FSDP training not saving the best checkpoint and load from checkpoint fails

Hi there!

I followed training a T5 model with FSDP on Sagemaker from the example https://github.com/huggingface/notebooks/blob/main/sagemaker/25_pytorch_fsdp_model_parallelism/scripts/run_clm.py

I noticed that checkpointing is not done with save_strategy="no". Is it intentional?
( https://github.com/huggingface/notebooks/blob/main/sagemaker/25_pytorch_fsdp_model_parallelism/scripts/run_clm.py#L93)

In my training I changed it to save_strategy="steps" and noticed two issues

  1. Best checkpoints based on min validation loss is not saved. If I set the limit to 2 for e.g., the last 2 checkpoints are saved
  2. I was not able to load the trained model from checkpoint and got the error which is mentioned elsewhere in issues RuntimeError: Trying to resize storage that is not resizable. This does not happen if I want to load the final model. But it makes training hard since I need to know when to stop training so that I have the final model withe the minimum loss saved. I tried with different versions
PyTorch 1.13
Transformers 4.26

and

PyTorch 2.0.0
Transformers 4.28.1

and see the same issue with loading a model from checkpoint. Please note that I did not change the size of the model embeddings since that is what I thought the error was related to.
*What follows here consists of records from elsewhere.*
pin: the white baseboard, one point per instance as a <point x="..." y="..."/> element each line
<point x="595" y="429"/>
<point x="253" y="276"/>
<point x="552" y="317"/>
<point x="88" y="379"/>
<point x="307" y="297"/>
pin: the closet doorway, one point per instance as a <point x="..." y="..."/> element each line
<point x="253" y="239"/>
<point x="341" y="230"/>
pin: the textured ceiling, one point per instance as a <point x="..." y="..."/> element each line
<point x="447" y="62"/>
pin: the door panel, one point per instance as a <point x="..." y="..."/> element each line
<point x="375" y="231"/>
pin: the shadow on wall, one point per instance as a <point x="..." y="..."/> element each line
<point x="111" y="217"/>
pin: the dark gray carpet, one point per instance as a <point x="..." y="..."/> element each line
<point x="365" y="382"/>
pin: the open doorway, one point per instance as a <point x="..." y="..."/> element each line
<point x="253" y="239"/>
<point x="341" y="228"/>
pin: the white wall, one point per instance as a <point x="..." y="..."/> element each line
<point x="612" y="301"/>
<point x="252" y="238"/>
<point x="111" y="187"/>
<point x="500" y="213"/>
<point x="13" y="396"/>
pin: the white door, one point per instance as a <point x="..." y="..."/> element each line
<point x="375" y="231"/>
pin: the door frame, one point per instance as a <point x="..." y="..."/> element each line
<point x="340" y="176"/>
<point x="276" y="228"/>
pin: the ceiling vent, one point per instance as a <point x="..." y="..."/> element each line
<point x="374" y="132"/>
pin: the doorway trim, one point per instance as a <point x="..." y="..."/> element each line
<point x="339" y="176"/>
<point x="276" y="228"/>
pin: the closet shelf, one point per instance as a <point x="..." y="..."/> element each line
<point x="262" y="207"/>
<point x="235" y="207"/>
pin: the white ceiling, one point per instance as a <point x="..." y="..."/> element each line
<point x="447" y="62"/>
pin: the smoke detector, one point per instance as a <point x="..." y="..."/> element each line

As described in the issue (Transformers Trainer + Accelerate FSDP: How do I load my model from a checkpoint?) I saved model in the following way and should be able to load it

def safe_save_model_for_hf_trainer(trainer: Trainer, tokenizer: AutoTokenizer, output_dir: str):
    """Helper method to save model for HF Trainer."""
    # see: https://github.com/tatsu-lab/stanford_alpaca/issues/65
    from torch.distributed.fsdp import (
        FullyShardedDataParallel as FSDP,
        FullStateDictConfig,
        StateDictType,
    )

    model = trainer.model
    save_policy = FullStateDictConfig(offload_to_cpu=True, rank0_only=True)
    with FSDP.state_dict_type(model, StateDictType.FULL_STATE_DICT, save_policy):
        cpu_state_dict = model.state_dict()
    if trainer.args.should_save:
        trainer._save(output_dir, state_dict=cpu_state_dict)  # noqa
        tokenizer.save_pretrained(output_dir)

Would appreciate any pointers

Thank you!